Status: hiatus

You Promised Me the World

Coming Home

Long drives always seemed to bring out the worst in people. If you weren’t bickering over which fast-food restaurant to eat at or which CD to put in, you were lost in your own thoughts. All you could do sometimes was think about home and what would be waiting for you once you got there.

Kennedy Brock knew what would be waiting for him, and the answer was nothing. He had his family sure, and they meant a lot to him but he would be missing something. He would be missing something, someone who had been an important part of his life. Kennedy had managed to basically throw away his girlfriend, his future the day before tour, and now at the end of it his mistake was weighing far too heavy on him.

He knew a box of his things would be sitting in his bedroom when he got there. Stuff he had given her, memories that she couldn’t handle seeing. He couldn’t blame her though; harsh reminders were something he almost lived without. He had nothing physical like a t-shirt or a stuffed animal; he had deleted every picture of them from his laptop, he just memories burned in his head, memories that would replay over and over. Sometimes those were enough to make him miss her, regret what had happened and what he had done.

As eager as Kennedy was for a break, to enjoy being at home in Arizona for a while, he was also dreading it.

So when he walked away from his band mates, bags in hand, towards the door of his parent's home and his breath caught in his throat, it didn’t surprise him.

When his family greeted him in a cautious manner, it didn’t surprise him.

When his mind thought up every excuse in the book to avoid his bedroom, it didn’t surprise him.

Kennedy had expected all of it and then some.

Finally Kennedy realized that he could no longer avoid what was waiting for him. He mounted the stairs one by one as slowly as he could, hauling his bags behind him. Taking a deep breath when he reached his bedroom door, he turned the knob and flicked on the light. The soft scent of perfume lingered in the air, but not the kind his mother wore. It was hers, the face that smiled from every corner of his room. Memories of them held tightly inside their frames, behind glass. Then he saw it, the white box with “Emma’s room” crossed out on the side. The flaps were tapped shut and it just sat perfectly in the middle of the floor.

She had been in here; she had placed this box here, not his mother or any other person living in this house. That was the only explanation in Kennedy’s mind for why the whole room smelled like her perfume, why the box was placed where it had been. She wanted it to be the first thing he saw, she wanted him to know that she had delivered it and most likely asked to bring it inside herself instead of just leaving it with whoever had answered the door. She wanted to taunt him, and she was doing a damn good job at it.

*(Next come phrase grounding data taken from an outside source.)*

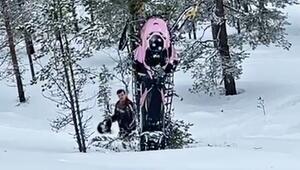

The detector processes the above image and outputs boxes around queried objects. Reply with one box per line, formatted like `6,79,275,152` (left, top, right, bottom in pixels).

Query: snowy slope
1,5,300,170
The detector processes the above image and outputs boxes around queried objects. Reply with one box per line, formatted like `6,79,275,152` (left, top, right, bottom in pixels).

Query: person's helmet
97,118,112,134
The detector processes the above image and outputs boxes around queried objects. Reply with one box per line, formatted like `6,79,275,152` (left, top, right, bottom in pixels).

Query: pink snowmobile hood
141,17,171,49
134,17,177,66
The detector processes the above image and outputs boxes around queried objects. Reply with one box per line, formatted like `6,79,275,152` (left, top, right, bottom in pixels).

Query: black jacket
111,99,136,134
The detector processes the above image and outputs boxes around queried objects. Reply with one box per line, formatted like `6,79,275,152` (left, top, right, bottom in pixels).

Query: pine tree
212,0,237,95
226,0,298,49
80,0,129,50
0,0,26,103
97,65,113,116
15,0,36,82
35,0,96,152
81,0,98,24
180,0,297,95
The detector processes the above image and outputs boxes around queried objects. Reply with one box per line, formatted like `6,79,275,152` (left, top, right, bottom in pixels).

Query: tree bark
128,0,145,52
235,0,241,34
17,0,36,81
58,0,86,152
1,0,26,102
23,23,36,82
192,20,197,39
128,1,145,151
70,0,79,32
88,0,95,24
55,0,83,152
63,32,87,153
211,0,237,95
188,21,197,39
58,31,83,152
128,1,145,90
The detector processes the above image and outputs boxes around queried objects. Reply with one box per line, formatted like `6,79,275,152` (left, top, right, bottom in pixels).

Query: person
98,89,136,137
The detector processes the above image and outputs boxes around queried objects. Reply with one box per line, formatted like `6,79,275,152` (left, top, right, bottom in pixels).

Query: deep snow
1,4,300,170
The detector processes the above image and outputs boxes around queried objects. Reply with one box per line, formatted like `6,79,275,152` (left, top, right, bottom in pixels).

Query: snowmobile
133,17,179,150
96,4,199,151
130,5,198,151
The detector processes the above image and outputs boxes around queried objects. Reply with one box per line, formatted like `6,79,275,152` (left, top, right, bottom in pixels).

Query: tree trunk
24,28,36,82
63,32,87,153
88,0,95,24
59,0,86,152
17,0,36,81
188,31,192,39
69,61,87,153
55,0,83,152
234,0,241,34
128,0,145,53
128,0,145,119
70,0,79,32
58,31,83,152
188,21,197,39
1,0,26,102
192,20,197,39
211,0,237,95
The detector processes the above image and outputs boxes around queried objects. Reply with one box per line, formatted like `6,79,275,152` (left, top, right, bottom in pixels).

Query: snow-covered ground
1,5,300,170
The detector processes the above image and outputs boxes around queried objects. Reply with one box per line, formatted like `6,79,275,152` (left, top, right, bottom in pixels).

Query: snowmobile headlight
149,35,164,52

He sat in front of the box, staring at it for a while before he proceeded to peel the tape away at its ends. He wanted to delay the process as much as he could, so he neglected scissors and chose this way.

One he had peeled the clear tape away; he pulled back the flaps and stared at the contents. Inside were things he had expected, notes he had written in a lame attempt to be cute and impress her, shirts, sweaters, a stuffed bear he had won her at a fair. But when he spotted the blue velvet box, his heart seized up. He had expected all of it, all of it but that.

Kennedy didn’t know why he had expected her to keep it. Like the rest of the things he had pulled from the box it was a memory, a reminder that she most likely didn’t care to keep or one she felt she just shouldn’t.

Reaching out, Kennedy picked up the small box between his fingers and let out a shaky breath. Opening it slowly he stared at the small diamond. It had cost him a fortune, money he didn’t really have. It had sat in his drawer for almost three months before he got the balls to give it to her. Now it sat in the palm of his hand, taken out of a box of things that told the story of their entire relationship.

There was a stray piece of paper at the bottom of the box, his name scrawled across the front of it in messy handwriting. Unfolding it, all he saw were two words.

“I’m sorry,” it read, simple, unneeded. But that was her, apologetic instead of him. She had been apologizing for him since day one, and even when he had ended it she was still doing it.